À l’initiative du secrétaire général de l’Organisation des Nations unies (ONU), António Guterres, un « Sommet de l’avenir » a été organisé au siège de l’ONU les 22 et 23 septembre 2024. L’ordre du jour de ce sommet portait sur un très large éventail de questions : la paix et la sécurité, le développement durable et donc aussi le changement climatique, la coopération numérique, les droits humains, le genre… Aussi pouvait-on craindre qu’il se solde au mieux par une déclaration de bonnes intentions sans réelles implications concrètes.
Essayons néanmoins d’être positifs. On ne peut que se réjouir que l’ONU reconnaisse ainsi la crise du multilatéralisme et la nécessité d’une réflexion prospective sur un nouvel ordre mondial, sinon peut-être sur la nécessité de repenser des institutions internationales fondées au lendemain de la Seconde Guerre mondiale, dont la paralysie actuelle est saisissante dans un contexte mondial particulièrement chaotique. La question qui, en la matière, s’impose est de savoir comment organiser un véritable travail sur les futurs possibles avec les parties prenantes, sans pour autant mettre en place une « usine à gaz ».

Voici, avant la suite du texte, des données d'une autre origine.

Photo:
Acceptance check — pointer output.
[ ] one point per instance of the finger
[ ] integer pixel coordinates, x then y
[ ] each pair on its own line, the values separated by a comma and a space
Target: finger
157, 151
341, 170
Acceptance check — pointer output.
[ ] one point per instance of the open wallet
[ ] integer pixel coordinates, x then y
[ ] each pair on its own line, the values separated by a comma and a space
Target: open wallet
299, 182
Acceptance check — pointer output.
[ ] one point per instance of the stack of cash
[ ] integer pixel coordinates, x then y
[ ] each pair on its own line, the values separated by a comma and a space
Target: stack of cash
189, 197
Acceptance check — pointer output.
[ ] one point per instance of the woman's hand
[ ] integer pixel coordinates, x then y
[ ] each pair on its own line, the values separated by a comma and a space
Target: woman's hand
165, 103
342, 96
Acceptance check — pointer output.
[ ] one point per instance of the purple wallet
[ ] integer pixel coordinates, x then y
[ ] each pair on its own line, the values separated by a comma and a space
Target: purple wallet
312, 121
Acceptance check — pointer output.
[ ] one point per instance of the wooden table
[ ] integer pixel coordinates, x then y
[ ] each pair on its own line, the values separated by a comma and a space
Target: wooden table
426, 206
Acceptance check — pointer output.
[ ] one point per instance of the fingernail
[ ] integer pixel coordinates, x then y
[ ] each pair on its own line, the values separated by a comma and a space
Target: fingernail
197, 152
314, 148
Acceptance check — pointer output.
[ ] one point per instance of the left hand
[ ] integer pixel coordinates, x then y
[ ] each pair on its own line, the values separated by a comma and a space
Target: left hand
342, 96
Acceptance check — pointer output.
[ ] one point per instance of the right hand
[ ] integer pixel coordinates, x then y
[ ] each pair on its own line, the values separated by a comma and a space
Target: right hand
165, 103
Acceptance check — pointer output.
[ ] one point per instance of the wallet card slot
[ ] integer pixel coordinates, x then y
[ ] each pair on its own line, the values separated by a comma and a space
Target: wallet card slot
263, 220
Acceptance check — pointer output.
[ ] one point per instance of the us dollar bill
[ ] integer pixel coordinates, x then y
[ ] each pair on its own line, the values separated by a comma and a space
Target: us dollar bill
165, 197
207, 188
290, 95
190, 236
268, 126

À l’issue de ce sommet, un Pacte pour l’avenir a été adopté. António Guterres ayant déclaré que « nous ne pouvons construire un avenir pour nos petits-enfants avec un système construit pour nos grands-parents », il s’est félicité d’un « accord historique » devant relancer le multilatéralisme miné par les guerres et le changement climatique, et jeter les bases d’un « ordre mondial durable, juste et pacifique ». Ce pacte vise à accentuer et accélérer les mesures pour faire face à la crise climatique et environnementale. Il rappelle que « nous sommes confrontés à des risques de catastrophes et des risques existentiels croissants, la plupart causés par les choix que nous faisons ». Il souligne aussi que les engagements politiques actuels restent insuffisants et trop progressifs face à l’urgence. Ses auteurs considèrent que des réponses rapides et structurelles sont désormais indispensables, d’où leur plaidoyer pour un renforcement de la coopération internationale. Pour cela, le document liste 56 actions visant à protéger les besoins et les intérêts des générations actuelles et futures.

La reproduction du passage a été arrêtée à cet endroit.